Dalam hukum pidana nasional Indonesia ketentuan hukum yang berkaitan dengan asas legalitas tertuang dalam pasal 1 ayat (1) KUHP yang secara tegas menyatakan :“ tiada satu perbuatan dapat dipidana kecuali atas kekuatan aturan pidana dalam peraturan perundang-undangan yang telah ada sebelum perbuatan itu dilakukan’. Ketentuan tersebut sama persis dengan ketentuan hukum asas legalitas dalam pasal 1 ayat (1) wetboek van Strafrecht di Negeri Belanda yang juga secara tegas menyatakan, “Geen feit is strafbaar dan uit kracht van eene daaraan voorafgegane wettelijke strafbepaling.

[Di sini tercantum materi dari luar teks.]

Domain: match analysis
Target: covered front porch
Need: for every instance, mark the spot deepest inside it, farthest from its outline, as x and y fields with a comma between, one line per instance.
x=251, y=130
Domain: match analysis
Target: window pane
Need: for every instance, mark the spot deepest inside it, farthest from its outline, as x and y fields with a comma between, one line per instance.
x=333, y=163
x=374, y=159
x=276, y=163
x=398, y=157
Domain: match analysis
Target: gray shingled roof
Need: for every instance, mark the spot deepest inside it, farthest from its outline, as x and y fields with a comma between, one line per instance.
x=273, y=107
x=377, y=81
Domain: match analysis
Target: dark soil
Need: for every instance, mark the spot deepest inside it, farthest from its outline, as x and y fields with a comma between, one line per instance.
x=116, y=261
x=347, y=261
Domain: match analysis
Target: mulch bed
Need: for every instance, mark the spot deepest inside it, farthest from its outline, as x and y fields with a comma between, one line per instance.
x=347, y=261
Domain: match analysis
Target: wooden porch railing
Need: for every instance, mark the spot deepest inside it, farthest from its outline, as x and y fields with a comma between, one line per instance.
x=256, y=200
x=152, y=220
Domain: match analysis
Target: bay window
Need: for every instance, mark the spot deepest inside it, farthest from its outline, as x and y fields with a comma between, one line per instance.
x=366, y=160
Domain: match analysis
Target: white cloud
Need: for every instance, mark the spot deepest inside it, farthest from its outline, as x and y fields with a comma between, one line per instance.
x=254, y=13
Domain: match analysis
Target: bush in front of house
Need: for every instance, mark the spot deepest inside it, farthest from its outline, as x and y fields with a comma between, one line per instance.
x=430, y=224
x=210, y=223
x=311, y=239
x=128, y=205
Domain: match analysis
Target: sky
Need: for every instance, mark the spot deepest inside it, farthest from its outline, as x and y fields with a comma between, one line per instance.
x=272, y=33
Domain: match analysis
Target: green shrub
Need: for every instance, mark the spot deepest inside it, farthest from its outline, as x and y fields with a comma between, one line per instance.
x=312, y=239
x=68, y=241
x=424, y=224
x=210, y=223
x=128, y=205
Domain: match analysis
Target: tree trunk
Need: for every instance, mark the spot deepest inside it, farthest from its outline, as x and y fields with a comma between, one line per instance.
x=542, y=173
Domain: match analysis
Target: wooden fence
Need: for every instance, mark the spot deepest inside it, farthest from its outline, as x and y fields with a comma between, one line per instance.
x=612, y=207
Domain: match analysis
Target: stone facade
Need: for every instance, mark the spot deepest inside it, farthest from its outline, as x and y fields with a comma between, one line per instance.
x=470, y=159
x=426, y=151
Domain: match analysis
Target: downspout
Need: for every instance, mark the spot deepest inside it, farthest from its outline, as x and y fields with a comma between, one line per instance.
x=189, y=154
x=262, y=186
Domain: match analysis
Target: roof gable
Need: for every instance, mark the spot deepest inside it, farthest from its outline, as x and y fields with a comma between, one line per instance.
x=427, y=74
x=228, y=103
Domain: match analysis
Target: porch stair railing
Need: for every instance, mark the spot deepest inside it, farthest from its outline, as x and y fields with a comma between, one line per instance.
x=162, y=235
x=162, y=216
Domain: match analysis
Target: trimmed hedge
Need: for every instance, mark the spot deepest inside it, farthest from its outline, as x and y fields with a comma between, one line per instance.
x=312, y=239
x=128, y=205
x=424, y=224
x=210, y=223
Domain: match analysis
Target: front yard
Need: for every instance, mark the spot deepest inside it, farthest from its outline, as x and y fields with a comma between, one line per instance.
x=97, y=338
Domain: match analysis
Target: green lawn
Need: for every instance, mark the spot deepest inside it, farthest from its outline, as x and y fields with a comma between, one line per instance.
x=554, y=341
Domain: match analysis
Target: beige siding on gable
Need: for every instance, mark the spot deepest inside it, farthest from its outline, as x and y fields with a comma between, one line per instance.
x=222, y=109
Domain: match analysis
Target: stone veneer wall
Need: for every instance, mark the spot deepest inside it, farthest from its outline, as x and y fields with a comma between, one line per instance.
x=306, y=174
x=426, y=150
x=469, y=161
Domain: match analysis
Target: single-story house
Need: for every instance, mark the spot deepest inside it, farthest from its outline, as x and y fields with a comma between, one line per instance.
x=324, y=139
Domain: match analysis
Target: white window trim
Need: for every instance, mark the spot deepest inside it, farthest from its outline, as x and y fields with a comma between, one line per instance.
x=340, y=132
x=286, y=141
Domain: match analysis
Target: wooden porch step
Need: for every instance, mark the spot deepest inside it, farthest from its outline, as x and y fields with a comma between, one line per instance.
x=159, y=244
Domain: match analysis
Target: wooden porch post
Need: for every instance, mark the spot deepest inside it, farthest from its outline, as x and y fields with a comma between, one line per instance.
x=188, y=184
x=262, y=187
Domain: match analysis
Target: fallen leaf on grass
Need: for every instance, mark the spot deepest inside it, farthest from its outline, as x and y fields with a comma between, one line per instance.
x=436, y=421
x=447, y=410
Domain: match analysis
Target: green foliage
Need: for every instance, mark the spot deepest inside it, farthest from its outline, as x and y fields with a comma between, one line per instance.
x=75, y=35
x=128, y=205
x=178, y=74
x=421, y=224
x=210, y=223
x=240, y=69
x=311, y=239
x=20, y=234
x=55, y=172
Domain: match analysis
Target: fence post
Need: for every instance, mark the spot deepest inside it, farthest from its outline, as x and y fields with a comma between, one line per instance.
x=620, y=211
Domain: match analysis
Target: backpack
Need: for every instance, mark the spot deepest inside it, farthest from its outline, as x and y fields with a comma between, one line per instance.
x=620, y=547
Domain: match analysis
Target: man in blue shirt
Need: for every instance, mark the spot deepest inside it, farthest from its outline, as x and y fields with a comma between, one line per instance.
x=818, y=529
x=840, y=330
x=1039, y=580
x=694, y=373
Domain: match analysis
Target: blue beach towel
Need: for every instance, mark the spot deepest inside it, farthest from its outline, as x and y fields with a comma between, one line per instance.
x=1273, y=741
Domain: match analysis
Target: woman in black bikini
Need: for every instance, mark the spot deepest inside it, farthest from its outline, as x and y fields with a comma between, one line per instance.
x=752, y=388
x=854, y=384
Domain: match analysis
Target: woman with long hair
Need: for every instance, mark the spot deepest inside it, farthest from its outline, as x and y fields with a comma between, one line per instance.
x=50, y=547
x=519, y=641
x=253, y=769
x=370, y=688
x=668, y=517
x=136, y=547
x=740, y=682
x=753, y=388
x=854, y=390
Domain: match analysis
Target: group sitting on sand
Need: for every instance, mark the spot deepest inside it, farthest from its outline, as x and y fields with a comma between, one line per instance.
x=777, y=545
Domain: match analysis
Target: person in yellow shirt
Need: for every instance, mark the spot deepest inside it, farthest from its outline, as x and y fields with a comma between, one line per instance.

Ketentuan hukum asas legalitas dalam kedua KUHP merujuk pada pasal Code Penal Prancis yang disusun oleh Napolen Bonaparte,“Nulle contravention, nuldelit, nul crime, ne peuvent etre punis de peines gui n’ etaient pasprononcees par la loi avant qu’ils fussent commis” ” yang bermakna tidak ada pelanggaran, tidak ada delik tidak ada kejahatan yang dapat dipidana berdasarkan aturan hukum yang ada, sebelum diadakan terlebih dahulu.
Dari pengertian asas legalitas tersebut di atas dapat disimpulkan, pertama, Tidak ada perbuatan pidana, tidak ada pidana tanpa UU sebelumnya. Konsekuensinya adalah ketentuan hukum pidana tidak boleh berlaku surut. Kedua, Tidak ada perbuatan pidana, tidak ada pidana tanpa UU tertulis. Konsekuensinya adalah semua ketentuan pidana harus tertulis dengan kata lain, baik perbuatan yang dilarang, maupun pidana yang diancam, terhadap perbuatan yang dilarang harus tertulis secara expressive verbis dalam undang-undang.
Terkait politik uang sudah diatur dalam hukum positif kita sebagai suatu perbuatan yang dilarang dan diancam pidana. Dalam pasal 149 KUHPidana sebagai lex generalis aturan umum) yang menyatakan : ayat (1) disebutkan barang siapa pada waktu diadakan pemilu menurut aturan-aturan umum, dengan memberi atau menjadikan sesuatu, menyuap seseorang supaya dia tidak menggunakan hak pilihnya atau supaya dia menggunakan hak itu dengan cara tertentu, diancam dengan pidana paling lama sembilan bulan atau pidana denda paling banyak empat ribu lima ratus rupiah.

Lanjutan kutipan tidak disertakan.